If there are lines of force from a homogeneous homogeneous electric field that penetrate an area of area A, the electric flux (Φ) passing through an area depends on the strength of the electric field, area of the area penetrated, and the angle of fall. There are two possibilities, that is, the force falls vertically or the force falls not perpendicularly.

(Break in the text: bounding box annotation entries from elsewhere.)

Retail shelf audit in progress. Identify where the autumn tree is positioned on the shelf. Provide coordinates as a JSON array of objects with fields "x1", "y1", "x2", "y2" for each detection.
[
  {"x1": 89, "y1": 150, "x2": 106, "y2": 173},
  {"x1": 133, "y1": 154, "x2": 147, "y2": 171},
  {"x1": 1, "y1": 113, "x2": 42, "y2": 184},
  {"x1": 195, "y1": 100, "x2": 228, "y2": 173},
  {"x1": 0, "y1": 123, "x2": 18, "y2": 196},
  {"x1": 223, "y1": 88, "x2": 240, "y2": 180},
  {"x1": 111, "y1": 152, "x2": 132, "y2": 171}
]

- When style falls straight, can be formulated as follows:
| Φ = E. A |
- When the style falls irregularly, can be formulated as follows:
| Φ = E. A. cos θ |
Information:
Φ = Electric flux (Wb).
E = electric field strength (N/C).
A = The area of the field penetrated by the electric field (m2).
θ = the angle between the normal field line and the incoming force.
Sounds Gauss's Law
Gaussian law has the following sound:
| "The number of lines of force that penetrates a closed surface is directly proportional to the charge”. |
Gauss's Law can be formulated as follows:
| Φ = E. A. cos θ = Q/εThe Q = E. A. cos θ |
Information:
Q = load surrounded by closed surface
ε 0 = air permittivity
Line – Electric Field Force Lines.
The electric field can be represented by imaginary lines whose direction comes out of the positive charge and the direction it enters into the negative charge. The density of the electric lines shows how strong the electric field is.
Electric field force lines that penetrate perpendicular to a rectangular field that has area A. The number of electric field force lines per unit area is directly proportional to the strength of the electric field, so that the sum of the field force lines penetrates a field that has a width A rather than a straight E.A.
FElectric luks
Electric flux is defined as the result of a scalar multiplication between an electric field strong vector and a vector from outside the surface penetrated by the field. Electric flux passing through a surface can be formulated as follows:
| Φ = E.A = EA. cos θ |
With :
A is the surface area
θ is the angle produced between the electric field and the surface area vector.
If the surface is penetrated, the field consists of several segments,then the total flux is equal to the total flux in each segment. Total flux can be formulated as follows :
| Φ = Φ 1+ Φ 2+ Φ 3+ Φ 4+….+ Φ n Φ = E1.A1 + E2.A2 + E3.A3 + E4.A4 +…+ En.An Φ = E1.A1cos θ 1+E2.A2cos θ 2+E3.A3cos θ +E3.A3cos θ +E4.A4cos θ +…+En.Ancos θn |
Where E is the field that penetrates the surface of A.
Sample Questions
Question 1 : When there is a square with a side length 30 cm, and a homogeneous electric field of 400 The N / C is shot into the rectangle in a direction that is perpendicular to the rectangular plane, calculate the amount of electrical flux that penetrates the square plane?
Answer :
known: side length = 30cm
A=30 x 30 =900 cm2 =9 x 10-2 m2
E=400 N/C
Asked : electric flux (Φ)
Answered :
Φ = E.A.
Φ =400.9 x 10-2 m2
Φ =36 Wb
Question 2 : If there is a circle field with fingers 10 cm. and there is an electric field strength (E) with big 300 The N / C leading to that field produces an angle 900 to the field. Calculate the electric flux?
Answer:
Known :
E=300 N/C
Fingers = 10cm
θ = 900 =0
Asked:
electric flux?
Answered:
A= π r2
A= 3,14 x 102
A= 314 cm2 = 3,14 x 10-2
Φ = E. A.cos θ
Φ = 300 x 3,14 x 10-2 x cos 90
Φ = 300 x 3,14 x 10-2 x 0
Φ = 0
Such is the discussion of Gauss's Law. Hope it can be useful for the readers. You can also learn about other Physics Materials that we have provided below.
Other Articles :
- Electromagnetic wave
- Potential Energy Formula
- Conductor and Isolator
- Lenz's Law
The post Hukum Gauss appeared first on YukSinau.co.id.